High Expectations on Others

When we hold a high expectation on someone, we subconsciously want him to succeed, whether or not we are aware of it. This, in turn, causes the recipient to try to perform better to meet our high expectation. Psychologists call this “Rosenthal effect.”

On the other hand, when we hold low expectations on someone, we unconsciously don’t expect him to succeed. Although we don’t necessarily tell him, the recipient notices our subliminal messages from our actions and subtle body language we project.

At school, when a teacher gives high expectations to a student, the teacher tends to encourage and speak to the student more often. As a result, that student becomes more engaged, asks more questions, and strives to become better.
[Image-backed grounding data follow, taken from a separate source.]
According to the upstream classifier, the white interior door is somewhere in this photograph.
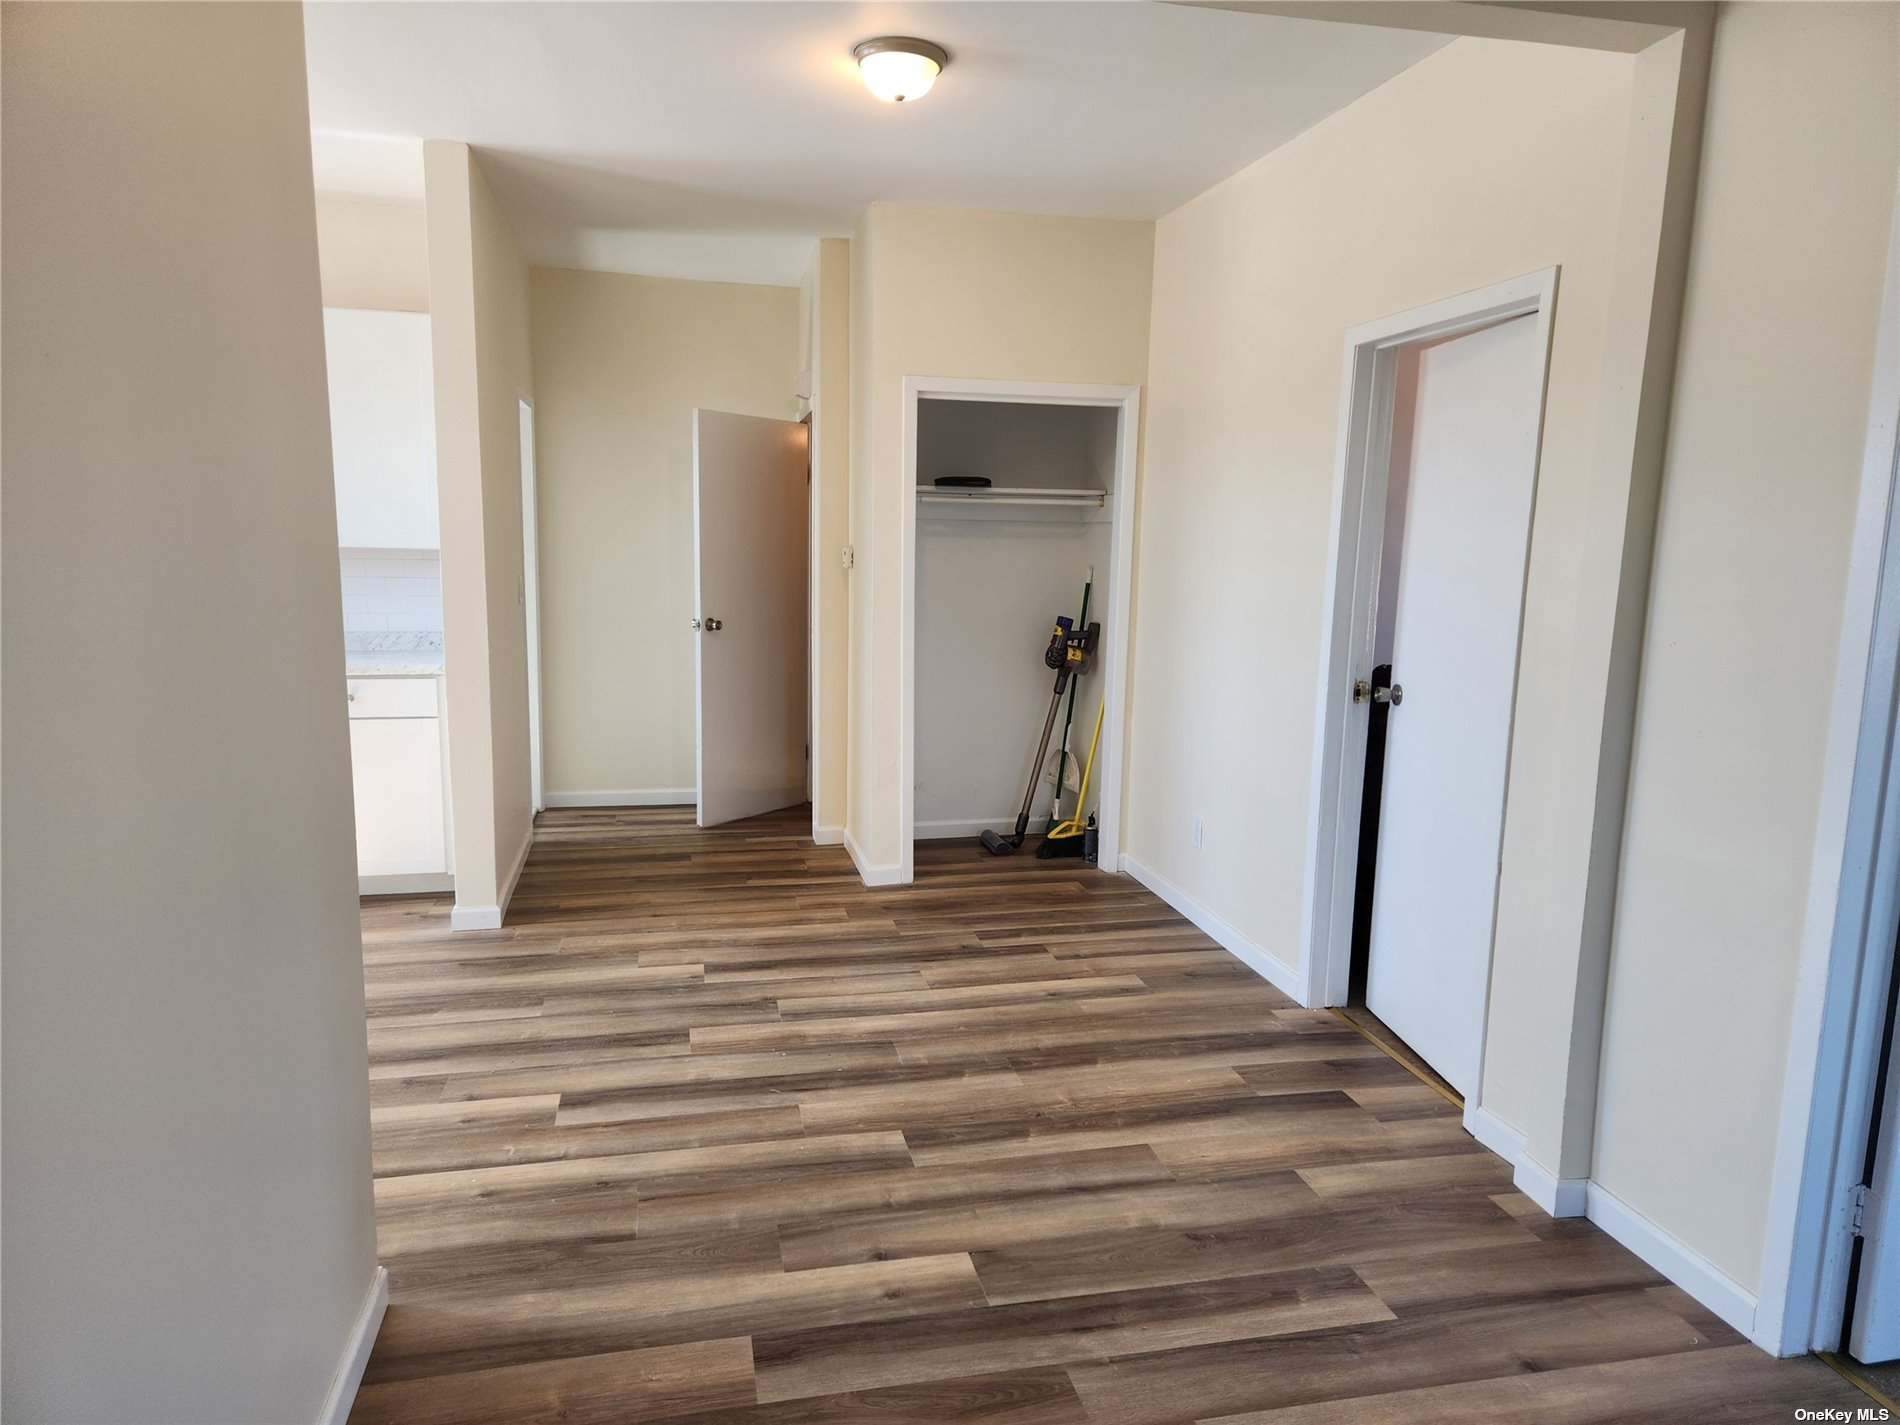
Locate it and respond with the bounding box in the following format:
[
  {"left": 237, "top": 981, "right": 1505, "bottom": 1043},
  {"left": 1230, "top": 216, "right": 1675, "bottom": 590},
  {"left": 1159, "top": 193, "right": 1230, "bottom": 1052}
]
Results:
[
  {"left": 1365, "top": 314, "right": 1543, "bottom": 1097},
  {"left": 693, "top": 409, "right": 809, "bottom": 828},
  {"left": 1853, "top": 993, "right": 1900, "bottom": 1361}
]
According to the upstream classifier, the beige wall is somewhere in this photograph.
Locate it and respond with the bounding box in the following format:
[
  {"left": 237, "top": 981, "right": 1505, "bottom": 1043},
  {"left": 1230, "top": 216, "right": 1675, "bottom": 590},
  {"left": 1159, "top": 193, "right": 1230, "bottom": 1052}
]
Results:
[
  {"left": 316, "top": 195, "right": 429, "bottom": 312},
  {"left": 1, "top": 4, "right": 379, "bottom": 1419},
  {"left": 846, "top": 203, "right": 1154, "bottom": 873},
  {"left": 1595, "top": 0, "right": 1900, "bottom": 1292},
  {"left": 529, "top": 266, "right": 799, "bottom": 800},
  {"left": 425, "top": 141, "right": 535, "bottom": 920},
  {"left": 805, "top": 239, "right": 852, "bottom": 838},
  {"left": 1133, "top": 36, "right": 1633, "bottom": 988},
  {"left": 1133, "top": 1, "right": 1900, "bottom": 1315}
]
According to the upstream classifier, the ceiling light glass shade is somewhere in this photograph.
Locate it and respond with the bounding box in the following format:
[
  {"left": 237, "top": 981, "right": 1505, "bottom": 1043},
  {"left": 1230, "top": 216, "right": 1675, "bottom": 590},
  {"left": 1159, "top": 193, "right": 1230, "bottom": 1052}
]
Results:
[{"left": 854, "top": 38, "right": 947, "bottom": 103}]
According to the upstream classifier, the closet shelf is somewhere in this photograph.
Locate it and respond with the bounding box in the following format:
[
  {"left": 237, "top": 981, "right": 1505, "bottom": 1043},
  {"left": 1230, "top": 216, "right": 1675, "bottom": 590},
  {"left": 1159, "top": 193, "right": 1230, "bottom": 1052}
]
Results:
[{"left": 917, "top": 484, "right": 1108, "bottom": 507}]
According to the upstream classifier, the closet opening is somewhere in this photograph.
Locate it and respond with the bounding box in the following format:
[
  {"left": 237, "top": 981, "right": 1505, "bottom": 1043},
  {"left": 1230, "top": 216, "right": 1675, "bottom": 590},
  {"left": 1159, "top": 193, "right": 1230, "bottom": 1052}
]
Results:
[{"left": 898, "top": 379, "right": 1140, "bottom": 886}]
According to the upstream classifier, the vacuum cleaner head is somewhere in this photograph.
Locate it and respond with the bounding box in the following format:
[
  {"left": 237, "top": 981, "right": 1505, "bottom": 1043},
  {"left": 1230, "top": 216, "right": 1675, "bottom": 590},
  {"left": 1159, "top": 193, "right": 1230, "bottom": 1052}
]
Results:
[{"left": 979, "top": 828, "right": 1020, "bottom": 856}]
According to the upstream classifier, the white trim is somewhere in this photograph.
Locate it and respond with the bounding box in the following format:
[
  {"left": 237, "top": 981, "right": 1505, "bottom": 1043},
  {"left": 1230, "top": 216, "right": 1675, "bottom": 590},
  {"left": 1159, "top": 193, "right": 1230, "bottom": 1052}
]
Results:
[
  {"left": 358, "top": 872, "right": 454, "bottom": 896},
  {"left": 1513, "top": 1155, "right": 1589, "bottom": 1219},
  {"left": 843, "top": 826, "right": 906, "bottom": 887},
  {"left": 1121, "top": 853, "right": 1304, "bottom": 1003},
  {"left": 499, "top": 822, "right": 532, "bottom": 909},
  {"left": 449, "top": 903, "right": 502, "bottom": 932},
  {"left": 1463, "top": 1101, "right": 1527, "bottom": 1164},
  {"left": 449, "top": 822, "right": 534, "bottom": 932},
  {"left": 1461, "top": 1103, "right": 1750, "bottom": 1332},
  {"left": 315, "top": 1266, "right": 387, "bottom": 1425},
  {"left": 898, "top": 377, "right": 1141, "bottom": 889},
  {"left": 436, "top": 676, "right": 455, "bottom": 877},
  {"left": 1760, "top": 165, "right": 1900, "bottom": 1356},
  {"left": 1465, "top": 1092, "right": 1587, "bottom": 1223},
  {"left": 543, "top": 788, "right": 696, "bottom": 808},
  {"left": 1300, "top": 267, "right": 1559, "bottom": 1019},
  {"left": 806, "top": 407, "right": 821, "bottom": 844},
  {"left": 520, "top": 398, "right": 545, "bottom": 815},
  {"left": 692, "top": 411, "right": 707, "bottom": 827},
  {"left": 1587, "top": 1182, "right": 1759, "bottom": 1339},
  {"left": 914, "top": 816, "right": 1049, "bottom": 841},
  {"left": 812, "top": 823, "right": 844, "bottom": 846}
]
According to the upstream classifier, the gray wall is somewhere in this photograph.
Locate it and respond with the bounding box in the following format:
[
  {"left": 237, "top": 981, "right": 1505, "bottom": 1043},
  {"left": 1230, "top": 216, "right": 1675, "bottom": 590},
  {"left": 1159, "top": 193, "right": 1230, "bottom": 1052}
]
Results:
[{"left": 2, "top": 4, "right": 379, "bottom": 1419}]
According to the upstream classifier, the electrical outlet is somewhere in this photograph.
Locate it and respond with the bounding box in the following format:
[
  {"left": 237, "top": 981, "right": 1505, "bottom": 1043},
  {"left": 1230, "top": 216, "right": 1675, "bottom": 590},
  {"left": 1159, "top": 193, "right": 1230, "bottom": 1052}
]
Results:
[{"left": 1191, "top": 816, "right": 1203, "bottom": 850}]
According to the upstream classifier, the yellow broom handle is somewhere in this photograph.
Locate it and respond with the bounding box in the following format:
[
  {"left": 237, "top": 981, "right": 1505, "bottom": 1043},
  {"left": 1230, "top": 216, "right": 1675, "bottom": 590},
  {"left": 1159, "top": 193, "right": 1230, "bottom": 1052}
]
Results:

It goes without saying, the student has a higher chance of succeeding than his counterparts who are not expected to excel.

At home, if parents trust the ability of their son, they are not afraid to introduce intellectually challenging experiences to him, such as learning music or writing poems. In contrast, if they don’t have any high expectations of the child, they will not think of giving him educational toys, for example, Lego Mindstorm. After all, they don’t expect the child to be able to cope with learning programming.

High expectation on someones affects them subconsciously to perform better and meet the high expectation. It benefits both ways. While the receivers strive to become better to meet the high expectation, the givers are rewarded with high performance and respect as the receivers view them as a mentor or someone estimable.